Egyptian king shows he’s a credible challenger to Ronaldo and Messi

Liverpool's Mo Salah.

World football has been searching, for so long, for someone to challenge the dominance of Cristiano Ronaldo and Lionel Messi; and now, surely, after Mo Salah’s stunning performance in a Champions League semi-final the search is over.

Between them Ronaldo and Messi, the giants of the game, have won the last 10 Ballon D’Or — five each — and you have to go back all the way to Kaka’s victory in 2007 to find a different name on the famous trophy.

Ronaldo is now 33, Messi is 31 in June, but just like Rafa Nadal and Roger Federer in the tennis arena nobody has emerged from the shadows to challenge their position even with the hands of time ticking on their careers. That is, until now.

Football reporting is full of eulogies, hyperbole, hype, and bluster but it is difficult not to use at least one of those tactics to describe what Salah has done this season and, in particular, what he did at Anfield against Roma.

Two goals, two assists on the biggest stage and a sumptuous performance which laid down a marker not just for Liverpool for himself individually too; here is a player worthy of challenging not just for PFA Player of the Year, which he has already won, but for world player of the year too.

Just looking at the stats is enough to confirm Salah’s brilliance.
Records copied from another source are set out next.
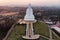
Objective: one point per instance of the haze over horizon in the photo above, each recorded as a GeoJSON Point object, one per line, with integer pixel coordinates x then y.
{"type": "Point", "coordinates": [33, 2]}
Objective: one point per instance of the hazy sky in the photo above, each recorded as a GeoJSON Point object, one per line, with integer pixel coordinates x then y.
{"type": "Point", "coordinates": [33, 2]}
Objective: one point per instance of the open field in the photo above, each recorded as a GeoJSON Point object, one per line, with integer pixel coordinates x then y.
{"type": "Point", "coordinates": [39, 28]}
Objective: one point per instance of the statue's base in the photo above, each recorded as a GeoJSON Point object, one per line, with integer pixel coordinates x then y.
{"type": "Point", "coordinates": [33, 37]}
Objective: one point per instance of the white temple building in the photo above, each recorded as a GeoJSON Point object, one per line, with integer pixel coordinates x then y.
{"type": "Point", "coordinates": [30, 19]}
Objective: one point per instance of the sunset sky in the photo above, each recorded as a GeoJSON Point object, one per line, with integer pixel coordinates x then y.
{"type": "Point", "coordinates": [33, 2]}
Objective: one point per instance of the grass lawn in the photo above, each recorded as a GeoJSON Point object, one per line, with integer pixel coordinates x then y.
{"type": "Point", "coordinates": [39, 28]}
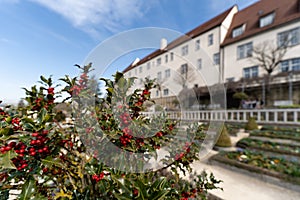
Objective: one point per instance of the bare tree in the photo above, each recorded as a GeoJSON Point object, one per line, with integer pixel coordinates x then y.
{"type": "Point", "coordinates": [184, 75]}
{"type": "Point", "coordinates": [268, 56]}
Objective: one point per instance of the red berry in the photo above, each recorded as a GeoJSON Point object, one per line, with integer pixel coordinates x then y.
{"type": "Point", "coordinates": [33, 142]}
{"type": "Point", "coordinates": [35, 134]}
{"type": "Point", "coordinates": [45, 170]}
{"type": "Point", "coordinates": [12, 144]}
{"type": "Point", "coordinates": [24, 165]}
{"type": "Point", "coordinates": [7, 148]}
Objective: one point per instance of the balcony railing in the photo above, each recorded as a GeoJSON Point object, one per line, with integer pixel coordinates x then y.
{"type": "Point", "coordinates": [267, 116]}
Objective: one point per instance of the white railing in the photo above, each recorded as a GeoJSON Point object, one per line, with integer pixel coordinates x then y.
{"type": "Point", "coordinates": [268, 116]}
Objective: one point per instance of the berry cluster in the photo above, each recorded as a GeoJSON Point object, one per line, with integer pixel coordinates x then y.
{"type": "Point", "coordinates": [76, 89]}
{"type": "Point", "coordinates": [125, 119]}
{"type": "Point", "coordinates": [98, 177]}
{"type": "Point", "coordinates": [16, 124]}
{"type": "Point", "coordinates": [186, 148]}
{"type": "Point", "coordinates": [38, 144]}
{"type": "Point", "coordinates": [189, 195]}
{"type": "Point", "coordinates": [126, 137]}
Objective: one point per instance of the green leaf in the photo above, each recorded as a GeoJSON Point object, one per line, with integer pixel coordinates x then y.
{"type": "Point", "coordinates": [28, 189]}
{"type": "Point", "coordinates": [159, 195]}
{"type": "Point", "coordinates": [5, 160]}
{"type": "Point", "coordinates": [44, 79]}
{"type": "Point", "coordinates": [41, 116]}
{"type": "Point", "coordinates": [49, 161]}
{"type": "Point", "coordinates": [6, 131]}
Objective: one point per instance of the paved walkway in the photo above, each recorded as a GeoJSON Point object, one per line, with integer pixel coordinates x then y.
{"type": "Point", "coordinates": [239, 186]}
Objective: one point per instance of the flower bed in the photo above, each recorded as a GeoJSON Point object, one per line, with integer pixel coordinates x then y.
{"type": "Point", "coordinates": [257, 162]}
{"type": "Point", "coordinates": [49, 161]}
{"type": "Point", "coordinates": [250, 143]}
{"type": "Point", "coordinates": [277, 134]}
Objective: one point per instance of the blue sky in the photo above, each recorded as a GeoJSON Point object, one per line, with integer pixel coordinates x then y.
{"type": "Point", "coordinates": [47, 37]}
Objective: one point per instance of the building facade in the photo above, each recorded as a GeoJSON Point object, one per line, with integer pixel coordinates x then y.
{"type": "Point", "coordinates": [225, 49]}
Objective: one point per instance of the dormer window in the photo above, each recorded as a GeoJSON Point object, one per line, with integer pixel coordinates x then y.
{"type": "Point", "coordinates": [266, 20]}
{"type": "Point", "coordinates": [238, 31]}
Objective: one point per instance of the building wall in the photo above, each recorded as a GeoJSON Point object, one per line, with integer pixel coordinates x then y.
{"type": "Point", "coordinates": [201, 76]}
{"type": "Point", "coordinates": [233, 67]}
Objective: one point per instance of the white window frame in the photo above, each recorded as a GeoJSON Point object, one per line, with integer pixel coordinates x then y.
{"type": "Point", "coordinates": [158, 61]}
{"type": "Point", "coordinates": [199, 64]}
{"type": "Point", "coordinates": [184, 68]}
{"type": "Point", "coordinates": [159, 76]}
{"type": "Point", "coordinates": [267, 20]}
{"type": "Point", "coordinates": [290, 37]}
{"type": "Point", "coordinates": [216, 58]}
{"type": "Point", "coordinates": [245, 50]}
{"type": "Point", "coordinates": [210, 39]}
{"type": "Point", "coordinates": [167, 73]}
{"type": "Point", "coordinates": [185, 50]}
{"type": "Point", "coordinates": [197, 45]}
{"type": "Point", "coordinates": [251, 72]}
{"type": "Point", "coordinates": [238, 31]}
{"type": "Point", "coordinates": [166, 92]}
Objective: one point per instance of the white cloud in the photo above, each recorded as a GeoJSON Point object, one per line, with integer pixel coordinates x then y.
{"type": "Point", "coordinates": [9, 1]}
{"type": "Point", "coordinates": [91, 15]}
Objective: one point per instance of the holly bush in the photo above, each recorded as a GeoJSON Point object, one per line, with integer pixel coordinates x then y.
{"type": "Point", "coordinates": [107, 153]}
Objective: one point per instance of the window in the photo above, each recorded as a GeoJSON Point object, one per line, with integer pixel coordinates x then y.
{"type": "Point", "coordinates": [296, 64]}
{"type": "Point", "coordinates": [238, 31]}
{"type": "Point", "coordinates": [216, 58]}
{"type": "Point", "coordinates": [167, 73]}
{"type": "Point", "coordinates": [290, 65]}
{"type": "Point", "coordinates": [159, 76]}
{"type": "Point", "coordinates": [158, 61]}
{"type": "Point", "coordinates": [251, 72]}
{"type": "Point", "coordinates": [197, 45]}
{"type": "Point", "coordinates": [290, 37]}
{"type": "Point", "coordinates": [244, 51]}
{"type": "Point", "coordinates": [231, 79]}
{"type": "Point", "coordinates": [185, 50]}
{"type": "Point", "coordinates": [266, 20]}
{"type": "Point", "coordinates": [166, 92]}
{"type": "Point", "coordinates": [199, 63]}
{"type": "Point", "coordinates": [284, 66]}
{"type": "Point", "coordinates": [210, 39]}
{"type": "Point", "coordinates": [184, 69]}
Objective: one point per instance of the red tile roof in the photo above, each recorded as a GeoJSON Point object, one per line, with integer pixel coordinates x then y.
{"type": "Point", "coordinates": [285, 11]}
{"type": "Point", "coordinates": [216, 21]}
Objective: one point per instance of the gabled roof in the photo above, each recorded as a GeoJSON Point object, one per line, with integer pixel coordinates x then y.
{"type": "Point", "coordinates": [214, 22]}
{"type": "Point", "coordinates": [285, 11]}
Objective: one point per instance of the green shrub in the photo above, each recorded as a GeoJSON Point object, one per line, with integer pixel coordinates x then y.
{"type": "Point", "coordinates": [251, 124]}
{"type": "Point", "coordinates": [224, 139]}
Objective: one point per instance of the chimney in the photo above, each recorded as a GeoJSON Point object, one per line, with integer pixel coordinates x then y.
{"type": "Point", "coordinates": [163, 43]}
{"type": "Point", "coordinates": [135, 62]}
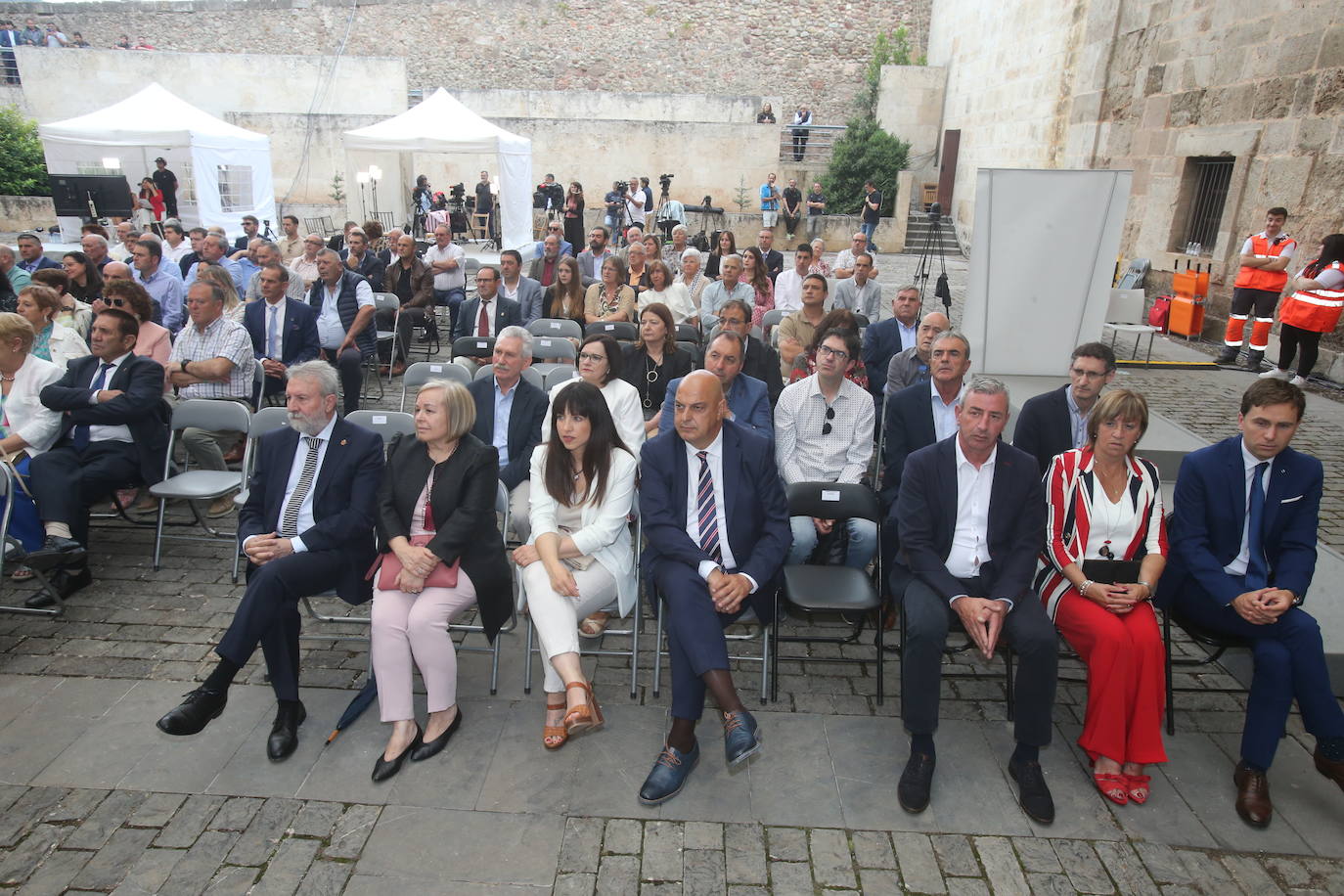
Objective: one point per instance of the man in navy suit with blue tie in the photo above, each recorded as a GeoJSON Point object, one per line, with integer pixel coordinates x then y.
{"type": "Point", "coordinates": [306, 528]}
{"type": "Point", "coordinates": [284, 332]}
{"type": "Point", "coordinates": [1242, 555]}
{"type": "Point", "coordinates": [718, 532]}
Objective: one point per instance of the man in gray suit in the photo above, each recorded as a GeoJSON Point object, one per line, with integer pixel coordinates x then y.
{"type": "Point", "coordinates": [520, 289]}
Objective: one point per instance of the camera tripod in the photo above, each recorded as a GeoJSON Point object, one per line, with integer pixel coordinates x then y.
{"type": "Point", "coordinates": [933, 244]}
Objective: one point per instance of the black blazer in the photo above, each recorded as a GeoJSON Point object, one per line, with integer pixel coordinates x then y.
{"type": "Point", "coordinates": [344, 500]}
{"type": "Point", "coordinates": [140, 407]}
{"type": "Point", "coordinates": [1043, 427]}
{"type": "Point", "coordinates": [524, 425]}
{"type": "Point", "coordinates": [464, 516]}
{"type": "Point", "coordinates": [908, 427]}
{"type": "Point", "coordinates": [926, 514]}
{"type": "Point", "coordinates": [762, 363]}
{"type": "Point", "coordinates": [298, 341]}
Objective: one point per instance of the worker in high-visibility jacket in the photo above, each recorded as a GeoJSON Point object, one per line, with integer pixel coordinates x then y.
{"type": "Point", "coordinates": [1311, 310]}
{"type": "Point", "coordinates": [1264, 274]}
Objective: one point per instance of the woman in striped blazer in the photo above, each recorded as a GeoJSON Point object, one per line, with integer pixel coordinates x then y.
{"type": "Point", "coordinates": [1103, 503]}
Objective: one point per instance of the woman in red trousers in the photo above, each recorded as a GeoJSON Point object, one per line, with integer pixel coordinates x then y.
{"type": "Point", "coordinates": [1105, 504]}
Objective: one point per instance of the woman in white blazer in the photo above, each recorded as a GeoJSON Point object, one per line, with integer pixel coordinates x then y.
{"type": "Point", "coordinates": [600, 364]}
{"type": "Point", "coordinates": [578, 558]}
{"type": "Point", "coordinates": [25, 424]}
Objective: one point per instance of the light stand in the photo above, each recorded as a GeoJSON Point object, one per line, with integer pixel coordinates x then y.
{"type": "Point", "coordinates": [362, 176]}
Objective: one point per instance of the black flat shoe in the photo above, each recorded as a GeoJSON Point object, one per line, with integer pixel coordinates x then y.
{"type": "Point", "coordinates": [284, 733]}
{"type": "Point", "coordinates": [384, 769]}
{"type": "Point", "coordinates": [435, 745]}
{"type": "Point", "coordinates": [916, 782]}
{"type": "Point", "coordinates": [195, 712]}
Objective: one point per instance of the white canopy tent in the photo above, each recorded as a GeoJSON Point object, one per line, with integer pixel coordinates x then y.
{"type": "Point", "coordinates": [229, 168]}
{"type": "Point", "coordinates": [442, 125]}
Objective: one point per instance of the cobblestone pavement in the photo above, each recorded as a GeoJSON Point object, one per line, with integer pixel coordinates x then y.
{"type": "Point", "coordinates": [54, 840]}
{"type": "Point", "coordinates": [137, 623]}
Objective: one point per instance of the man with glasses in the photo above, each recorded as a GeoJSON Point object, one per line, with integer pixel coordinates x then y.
{"type": "Point", "coordinates": [162, 288]}
{"type": "Point", "coordinates": [761, 362]}
{"type": "Point", "coordinates": [824, 434]}
{"type": "Point", "coordinates": [1056, 421]}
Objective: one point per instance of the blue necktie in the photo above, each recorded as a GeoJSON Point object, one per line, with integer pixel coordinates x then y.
{"type": "Point", "coordinates": [707, 511]}
{"type": "Point", "coordinates": [272, 341]}
{"type": "Point", "coordinates": [79, 435]}
{"type": "Point", "coordinates": [1257, 569]}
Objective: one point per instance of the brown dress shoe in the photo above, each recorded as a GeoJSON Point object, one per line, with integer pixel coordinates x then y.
{"type": "Point", "coordinates": [1328, 767]}
{"type": "Point", "coordinates": [1253, 802]}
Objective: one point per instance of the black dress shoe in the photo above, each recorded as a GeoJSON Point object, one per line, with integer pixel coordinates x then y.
{"type": "Point", "coordinates": [284, 734]}
{"type": "Point", "coordinates": [435, 745]}
{"type": "Point", "coordinates": [67, 582]}
{"type": "Point", "coordinates": [194, 712]}
{"type": "Point", "coordinates": [56, 544]}
{"type": "Point", "coordinates": [916, 782]}
{"type": "Point", "coordinates": [384, 769]}
{"type": "Point", "coordinates": [1032, 791]}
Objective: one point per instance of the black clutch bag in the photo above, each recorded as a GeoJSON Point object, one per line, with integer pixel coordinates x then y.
{"type": "Point", "coordinates": [1111, 571]}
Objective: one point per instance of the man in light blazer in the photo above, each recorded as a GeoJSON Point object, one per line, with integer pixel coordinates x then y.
{"type": "Point", "coordinates": [717, 527]}
{"type": "Point", "coordinates": [306, 527]}
{"type": "Point", "coordinates": [972, 520]}
{"type": "Point", "coordinates": [1242, 555]}
{"type": "Point", "coordinates": [525, 406]}
{"type": "Point", "coordinates": [499, 312]}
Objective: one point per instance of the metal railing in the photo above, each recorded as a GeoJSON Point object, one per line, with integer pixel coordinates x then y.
{"type": "Point", "coordinates": [813, 148]}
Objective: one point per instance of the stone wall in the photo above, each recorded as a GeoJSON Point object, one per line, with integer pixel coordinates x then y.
{"type": "Point", "coordinates": [754, 47]}
{"type": "Point", "coordinates": [1149, 85]}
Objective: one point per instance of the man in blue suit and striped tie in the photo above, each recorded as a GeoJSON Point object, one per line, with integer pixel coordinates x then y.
{"type": "Point", "coordinates": [1242, 555]}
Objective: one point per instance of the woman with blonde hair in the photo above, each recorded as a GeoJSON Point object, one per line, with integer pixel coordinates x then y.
{"type": "Point", "coordinates": [442, 553]}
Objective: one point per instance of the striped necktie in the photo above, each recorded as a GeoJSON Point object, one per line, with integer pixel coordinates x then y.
{"type": "Point", "coordinates": [707, 511]}
{"type": "Point", "coordinates": [290, 518]}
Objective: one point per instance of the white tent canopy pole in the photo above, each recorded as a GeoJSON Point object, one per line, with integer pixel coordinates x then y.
{"type": "Point", "coordinates": [439, 124]}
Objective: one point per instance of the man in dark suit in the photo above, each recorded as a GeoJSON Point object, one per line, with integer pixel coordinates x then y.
{"type": "Point", "coordinates": [358, 258]}
{"type": "Point", "coordinates": [284, 332]}
{"type": "Point", "coordinates": [306, 527]}
{"type": "Point", "coordinates": [509, 416]}
{"type": "Point", "coordinates": [761, 362]}
{"type": "Point", "coordinates": [718, 531]}
{"type": "Point", "coordinates": [972, 521]}
{"type": "Point", "coordinates": [1056, 421]}
{"type": "Point", "coordinates": [884, 338]}
{"type": "Point", "coordinates": [924, 413]}
{"type": "Point", "coordinates": [489, 312]}
{"type": "Point", "coordinates": [749, 403]}
{"type": "Point", "coordinates": [114, 434]}
{"type": "Point", "coordinates": [1242, 555]}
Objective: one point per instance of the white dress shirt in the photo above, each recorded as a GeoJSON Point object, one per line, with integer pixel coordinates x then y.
{"type": "Point", "coordinates": [693, 506]}
{"type": "Point", "coordinates": [970, 536]}
{"type": "Point", "coordinates": [295, 470]}
{"type": "Point", "coordinates": [108, 432]}
{"type": "Point", "coordinates": [1243, 557]}
{"type": "Point", "coordinates": [944, 416]}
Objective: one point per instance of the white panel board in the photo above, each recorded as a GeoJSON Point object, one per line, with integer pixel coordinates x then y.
{"type": "Point", "coordinates": [1041, 265]}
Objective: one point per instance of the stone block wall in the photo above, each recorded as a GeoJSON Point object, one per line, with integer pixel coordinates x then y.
{"type": "Point", "coordinates": [754, 47]}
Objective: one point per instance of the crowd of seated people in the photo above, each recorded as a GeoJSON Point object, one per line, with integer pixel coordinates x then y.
{"type": "Point", "coordinates": [1060, 533]}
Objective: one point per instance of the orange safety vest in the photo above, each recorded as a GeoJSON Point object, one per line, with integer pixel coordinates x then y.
{"type": "Point", "coordinates": [1316, 310]}
{"type": "Point", "coordinates": [1265, 280]}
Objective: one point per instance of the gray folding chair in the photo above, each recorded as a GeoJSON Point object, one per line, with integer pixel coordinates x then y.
{"type": "Point", "coordinates": [556, 328]}
{"type": "Point", "coordinates": [423, 373]}
{"type": "Point", "coordinates": [386, 424]}
{"type": "Point", "coordinates": [201, 485]}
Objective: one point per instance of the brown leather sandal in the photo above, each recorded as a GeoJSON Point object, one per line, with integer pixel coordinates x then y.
{"type": "Point", "coordinates": [554, 737]}
{"type": "Point", "coordinates": [585, 718]}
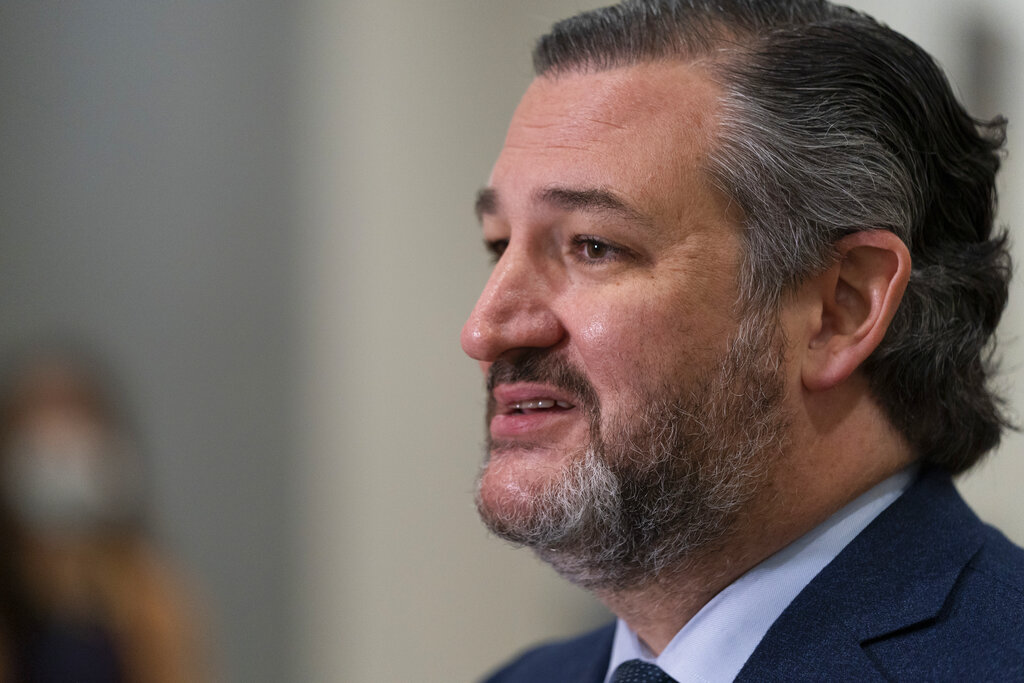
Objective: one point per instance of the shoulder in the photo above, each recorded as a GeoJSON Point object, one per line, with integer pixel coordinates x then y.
{"type": "Point", "coordinates": [584, 658]}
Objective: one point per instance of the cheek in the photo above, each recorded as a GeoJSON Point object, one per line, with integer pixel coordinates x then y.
{"type": "Point", "coordinates": [642, 341]}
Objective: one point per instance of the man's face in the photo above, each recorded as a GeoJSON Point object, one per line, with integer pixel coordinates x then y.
{"type": "Point", "coordinates": [606, 329]}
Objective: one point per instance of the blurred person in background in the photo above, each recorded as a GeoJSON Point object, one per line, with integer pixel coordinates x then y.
{"type": "Point", "coordinates": [84, 596]}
He has now scored 43 goals for LIverpool this season — that’s one more than Ronaldo for Real Madrid and three more than Messi for Barca — and, despite Liverpool’s defence wobbling badly after he had left the pitch, the winger surely has a Champions League final to come after a 5-2 victory over Roma at Anfield.

Ronaldo.
Ronaldo.

The prospect of a match-up against Ronaldo in Kiev is a mouth-watering one and maybe, just maybe, the Ballon D’Or is not a foregone conclusion with Ronaldo’s Real struggling in La Liga and Messi’s Barcelona out of the Champions League early.

For Liverpool fans, of course, Salah is already on that pedestal; he was described as a ‘God’ and a ‘King’ by ecstatic fans on social media as their counterparts inside the stadium rose as a man to give him a standing ovation when he was substituted after 74 minutes.

By that time Salah had torn Roma apart, with the more than capable assistance of his forward partners Roberto Firmino and Saido Mane.

His first goal was perhaps the moment of the match after Roma had started the night strongly; a sublime curling, left-foot finish which no goalkeeper in the world could have saved.

But there was more to come, a second cleverly-finished goal after a one-two with Firmino before half time and then two perfect assists after the break as Liverpool ran away with it.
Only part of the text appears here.